Come spesso accadeva, i due si ritrovarono alla fermata
dell’autobus. Uno era il rettore dell’Università, il professor Venturi, storico
di grande fama nonché sociologo, l’altro il giovane titolare della cattedra di
matematica, il dottor Cogniti.
“Si ricomincia!” esclamò il matematico. “Ci attende un altro
anno di duro lavoro.”
Il rettore lo salutò con un cenno, poi lo guardò fisso.
“L’ultimo” disse.
Cogniti strabuzzò gli occhi.
“Dici sul serio? Hai finalmente deciso di andare in pensione?”
domandò, sorpreso per quella inaspettata decisione.

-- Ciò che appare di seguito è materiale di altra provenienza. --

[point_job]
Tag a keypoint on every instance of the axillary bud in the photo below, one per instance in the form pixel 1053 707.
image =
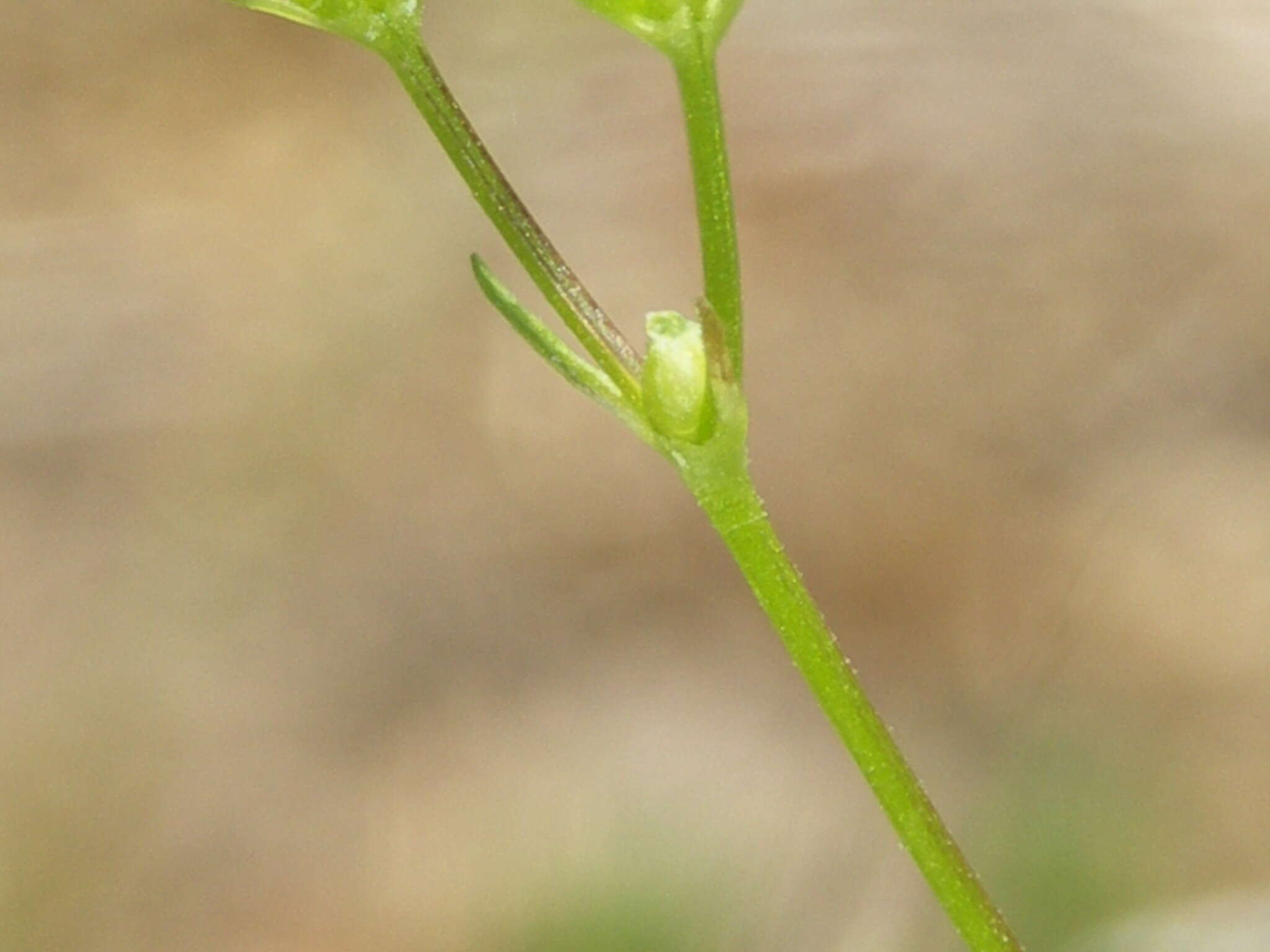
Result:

Il rettore scosse energicamente il capo.
“Non mi riferivo al mio collocamento a riposo. Intendevo
dire che sarà l’ultimo anno per entrambi, e per molti altri. Naturalmente non
sto parlando della scuola…”
“Che cosa?”
“Non hai sentito parlare della profezia dei Maya?”
Il giovane scoppiò a ridere.
“Mi stai prendendo in giro?” disse appena si fu ripreso. “Vuoi
dirmi che credi a quella bufala? Proprio tu, lo studioso di storia antica?”
“Che cosa c’entra la storia, scusa?” disse Venturi.
L’altro rimase interdetto.
“So che tu hai approfondito molto lo studio delle civiltà
precolombiane, quindi pensavo che…”
“No, sei sulla cattiva strada. La storia non c’entra per
nulla, e tantomeno i poveri Maya. Loro non hanno predetto un bel nulla, te lo
posso assicurare.”
“Ma allora…”
“In ogni caso, sono certo che il mondo finirà.”
“Non capisco…”
Sul volto del professor Cogniti si era dipinta una certa
preoccupazione. Il giovane sapeva, per esperienza personale, che Venturi non
parlava mai a sproposito.
“Devi sapere che ho analizzato questa faccenda, quella della
profezia. Sai, queste cose mi incuriosiscono, e alla fine sono giunto a una
conclusione. Chi prevede la fine del mondo ha ragione. Tuttavia per arrivare a
ciò ho dovuto far ricorso alla mia esperienza di sociologo.”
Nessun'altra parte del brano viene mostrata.